En la sartén con aceite si lo había y si no con el unto del cerdo se freían los tortos. Para hacerlos bastaba tomar un poco de la masa y hacerla una bola entre las manos para aplanarla luego sobre el rodillo. Se azucaraban por las dos caras y se comían con la leche fresca con su superficie de nata. Con miel, con mermelada o con queso fresco representa todo un plato exquisito. "A la ranchera" se llaman si sobre ellos se fríen, en la última cara, un huevo. Otra veces por gusto o por ahorrar el aceite, se colocaba la masa sobre las hojas de castañar y se tapaba con otras antes de llevarla a la chapa de la cocina ya caldeada. Así se asaba por un lado y con el cuchillo se levantaba para darle la vuelta. Al fin con la hoja del cuchillo se le raspaban los restos de las hojas ya quemadas y así caliente aún acompañaba, a falta de pan, al plato de patatas cocidas, a las alubias, al queso fresco o leche. También se usaban las hojas de las berzas y entonces la casa se llenaba de un agradable olor. Esta forma se llamaba talo, palabra de origen vasco y que da el nombre también a una chapa que antes de existir las cocinas de chapa se colgaba sobre el llar para asar los tortos o las mismas castañas.

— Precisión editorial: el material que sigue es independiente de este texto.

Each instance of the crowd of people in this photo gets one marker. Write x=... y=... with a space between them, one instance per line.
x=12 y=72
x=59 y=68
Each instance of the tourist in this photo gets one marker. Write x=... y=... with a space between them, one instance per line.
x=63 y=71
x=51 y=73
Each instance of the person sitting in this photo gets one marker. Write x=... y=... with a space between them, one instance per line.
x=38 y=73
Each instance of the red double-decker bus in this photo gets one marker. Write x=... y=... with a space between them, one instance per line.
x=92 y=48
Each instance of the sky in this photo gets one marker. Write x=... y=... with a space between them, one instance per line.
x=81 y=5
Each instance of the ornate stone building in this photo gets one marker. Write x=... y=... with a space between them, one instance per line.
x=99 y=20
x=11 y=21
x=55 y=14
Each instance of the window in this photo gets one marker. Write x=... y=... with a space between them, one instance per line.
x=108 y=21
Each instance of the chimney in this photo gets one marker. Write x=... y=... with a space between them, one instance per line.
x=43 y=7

Excepcionalmente para festejar algo, se hacía la borona en una batea especial que se metía al horno o entre las cenizas del llar, una vez apagadas las llamas y así cocía toda la noche. Si dentro se le podía meter chorizo en trozos o tocino entreverado de jamón, se les decía borona preñada. Con los restos de la borona al cabo de los días, se hacía una especie de sopa caliente con leche que llamábamos mazcazón. Las pulientas o polendas se hacían cociendo la harina en agua y se revolvían con un palo para que no grumasen. Una vez cocidas se echaban calientes en el plato y sobre ellas, se abría un hueco para la miel o el azúcar. Se comían con la cuchara por la orilla llevándola a recoger un poco de la miel.

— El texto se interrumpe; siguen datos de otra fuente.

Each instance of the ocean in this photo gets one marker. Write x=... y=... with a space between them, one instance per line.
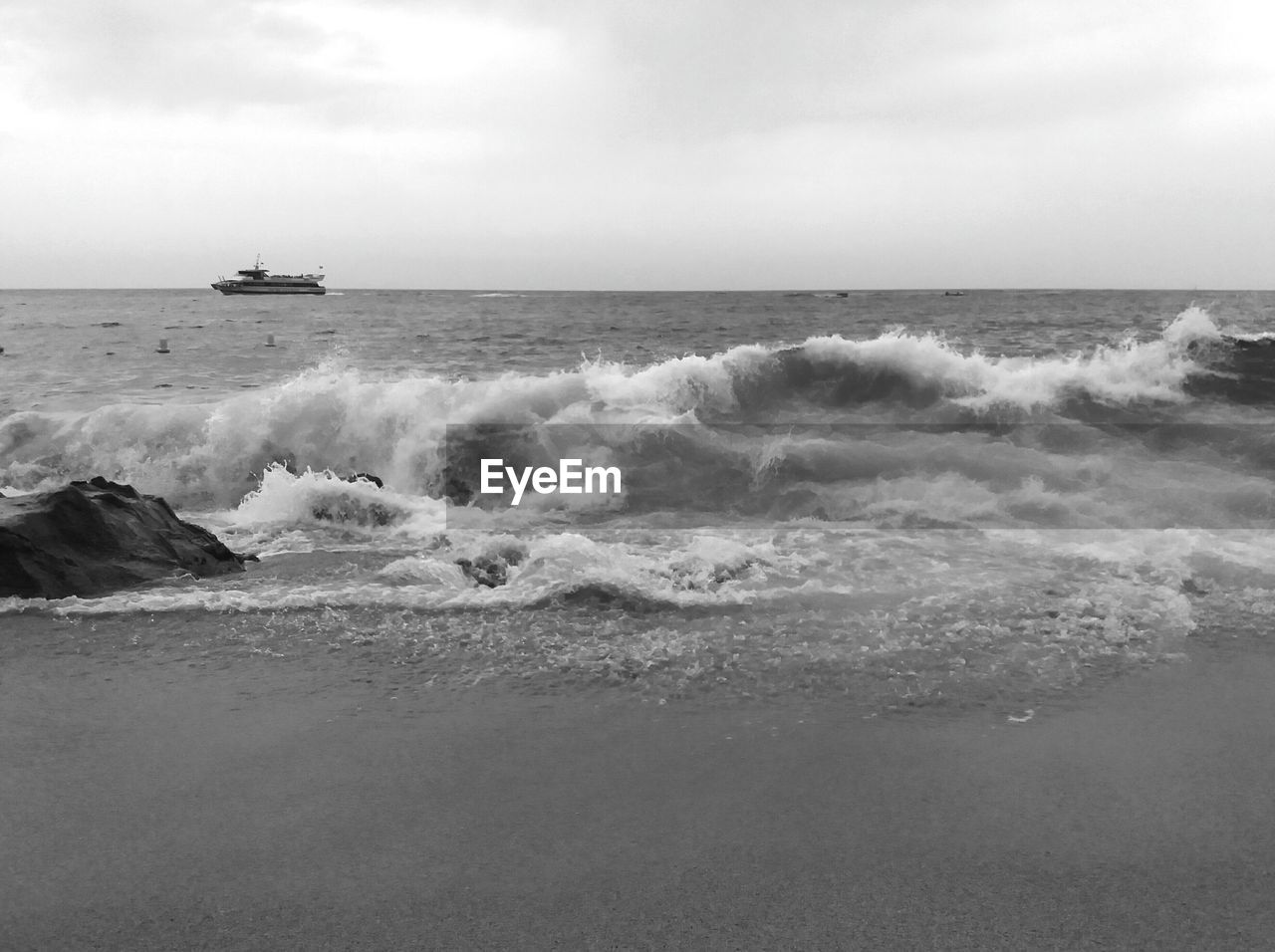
x=906 y=500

En el matacío del gochu, por San Martín, se usaba la harina del maíz en la elaboración de los boronos. Entonces se amasaba con la sangre del cerdo y una parte de cebolla y otra de tocino todo finamente troceado. Los boronos se comían especialmente en el día de la matanza, por todos los invitados a la cena que se llamaba "morcilla", que eran los vecinos, familiares y más allegados. Se tomaban recién sacados de la olla donde cocían en agua y se acompañaban de leche muy fría. Se guardaban para el año cubiertos del unto que los protegía de quedarse canos. Si eso ocurría, incluso se recuperaban volviéndolos a hervir, pero ya no era bueno su sabor, aunque muchos tampoco le podían hacer reparos. Otra forma de comerlos era fritos en rodajas. Hoy se expenden en los bares como acompañantes de los vinos en el tiempo frío y se consideran como verdadero manjar y un detalle para el local. Al menos así no se pierde la costumbre del todo. Todo un manjar heredado de los nativos del continente americano de donde llegó este rico producto. Curiosamente los mismos que lo usaron en tiempos de tanta necesidad, lo consideran ahora como alimento inferior al uso de las harinas del trigo que dan el plan blanco, pero desprovisto de lo mejor del cereal. Pasados los años y con ellos los gustos cambiados, se dejó de usar el maíz. La juventud prefiere comerlo tostado o en palomitas, costumbre que nos llegó de fuera y desconoce el uso del maíz tal como lo conocimos los mayores. Los molinos a los que yo iba están destruidos unos o restaurados como casas de aldea otros, pero por suerte se vende la harina en las tiendas de comestibles y puedo aún darme el gusto de recordar por el paladar los tiempos lejanos de mi niñez. En algunas panaderías aún fabrican las boronas y los panes mixtos de harinas que los hacen extremadamente ricos y nutritivos.